Four Tools for Taming the Barbarian (your child)

By April 25, 2017Uncategorized
Lord of the Flies photo

They come into the world this way.  Sure, some are worse than others, but give it time.  You might be a secretly smug new parent out there gazing upon the cherubic face of a non-colicky-slept-through-the-night-at-a-week-old wonder baby.  That’s fantastic, but yes, even you will–at some point when you least expect it–be forced to admit that you’ve given birth to one.  A BARBARIAN.

So, what do we do?  How do we civilize these creatures?  How do we help them become humans that other people will want to be around? Heck, how to we help them become humans who WE want to be around?

Let me first clarify the word “tame”. In no way do I want to “break” a child and force him to fit inside one prescribed box, one small exclusive culture.  I want children to have the foundation and outlook they need to be respectful and put people at ease in any environment, to be able to move easily through different cultures and expectations. Children also must be allowed to keep what makes them “them”, even if that means retaining a wee bit of that barbaric nature.

This allows for genuine human interaction, as well as the ability to express HUMILITY, which is number one of my four taming tools…
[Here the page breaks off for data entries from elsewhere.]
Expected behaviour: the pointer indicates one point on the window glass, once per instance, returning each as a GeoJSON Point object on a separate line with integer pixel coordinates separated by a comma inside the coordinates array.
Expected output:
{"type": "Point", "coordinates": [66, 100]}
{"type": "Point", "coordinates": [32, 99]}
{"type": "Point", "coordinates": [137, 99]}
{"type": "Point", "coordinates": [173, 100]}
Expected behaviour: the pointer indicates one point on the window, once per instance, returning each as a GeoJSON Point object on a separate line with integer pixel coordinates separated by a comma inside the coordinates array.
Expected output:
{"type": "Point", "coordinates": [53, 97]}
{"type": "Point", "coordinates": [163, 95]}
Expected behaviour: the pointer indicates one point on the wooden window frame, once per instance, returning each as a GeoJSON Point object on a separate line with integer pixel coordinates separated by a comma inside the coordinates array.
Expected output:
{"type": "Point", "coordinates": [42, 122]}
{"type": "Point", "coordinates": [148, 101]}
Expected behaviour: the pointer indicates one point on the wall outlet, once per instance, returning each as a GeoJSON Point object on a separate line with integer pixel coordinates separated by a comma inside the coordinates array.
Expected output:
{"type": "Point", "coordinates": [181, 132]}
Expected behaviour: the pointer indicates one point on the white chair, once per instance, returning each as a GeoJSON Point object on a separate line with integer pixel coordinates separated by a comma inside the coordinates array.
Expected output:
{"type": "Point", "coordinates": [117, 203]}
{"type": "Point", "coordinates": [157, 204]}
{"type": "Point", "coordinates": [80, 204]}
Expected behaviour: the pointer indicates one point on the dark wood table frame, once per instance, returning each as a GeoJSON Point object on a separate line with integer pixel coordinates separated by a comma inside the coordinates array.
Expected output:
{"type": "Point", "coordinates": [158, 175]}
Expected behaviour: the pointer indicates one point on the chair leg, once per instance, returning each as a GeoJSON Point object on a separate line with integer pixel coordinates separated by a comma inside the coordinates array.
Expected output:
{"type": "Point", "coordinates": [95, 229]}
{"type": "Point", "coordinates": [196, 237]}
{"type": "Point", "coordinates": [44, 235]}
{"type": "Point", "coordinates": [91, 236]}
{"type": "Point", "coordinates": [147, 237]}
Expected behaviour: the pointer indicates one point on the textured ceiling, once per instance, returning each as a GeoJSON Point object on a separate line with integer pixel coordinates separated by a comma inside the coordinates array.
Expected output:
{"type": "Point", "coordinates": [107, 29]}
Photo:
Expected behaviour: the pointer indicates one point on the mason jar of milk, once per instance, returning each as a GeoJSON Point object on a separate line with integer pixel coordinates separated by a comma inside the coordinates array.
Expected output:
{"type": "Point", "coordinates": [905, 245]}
  1. ENCOURAGE HUMILITY. Teach your children to recognize something bigger than themselves.  This can be a god, nature, love, humanity–anything that allows the child to develop a sense of awe.  Point out beautiful sunrises or sunsets.  Engage them in activities that welcome a sense of wonder.  Take them to places outside their familiar surroundings, when you can.  Allow them to broaden their perspective to things greater than themselves.
  2. INSTILL AN EMPATHETIC INTENTION. Even before a child is capable of truly feeling empathy, you can strengthen his or her predisposition for it.  Point out people who seem to lead much different lives than your child and discuss what they actually have in common. This may be as simple as needing food and water.  While teaching and enforcing rules, discuss how others might feel if the child follows the rule or doesn’t.  The concept of “kind over right” won’t grasped until a child is a bit older, but it’s good to start building up to that early.
  3. TEACH DEFERENCE. These days, this term seems woefully outdated, and I think that’s a shame.  With the exception of abusive adults, of course, children should learn about showing “extra respect” to parents, teachers, elder relatives, and people in authority.  This is a core value and an expectation is every culture.  Starting with small gestures, like learning the school bus driver’s name and using it in greetings and “thank yous”, will go a long way.
  4. TEACH “EYES OPEN” MANNERS. Of course, “good” parents teach their child manners–maybe it’s the use of “ma’am and sir” or maybe it’s which fork to use. This is an important part of child-rearing, but simply knowing these “rules” in a vacuum is not enough. Children need to know that what works in one small microcosm may not work somewhere else, or within a different culture. They need, therefore, to keeps their “eyes open” to how their behavior is working in different environments.  This will help them make subtle adjustments, as necessary.

These tools aren’t always easy to employ.  There are many days where you are just happy that you were able to keep the barbarian alive. (I have three of my own. I know.) But, on the other days and when the opportunities arise, try these out.  Your joyful, confident, and kind child, as well as those around him, will be thankful you did.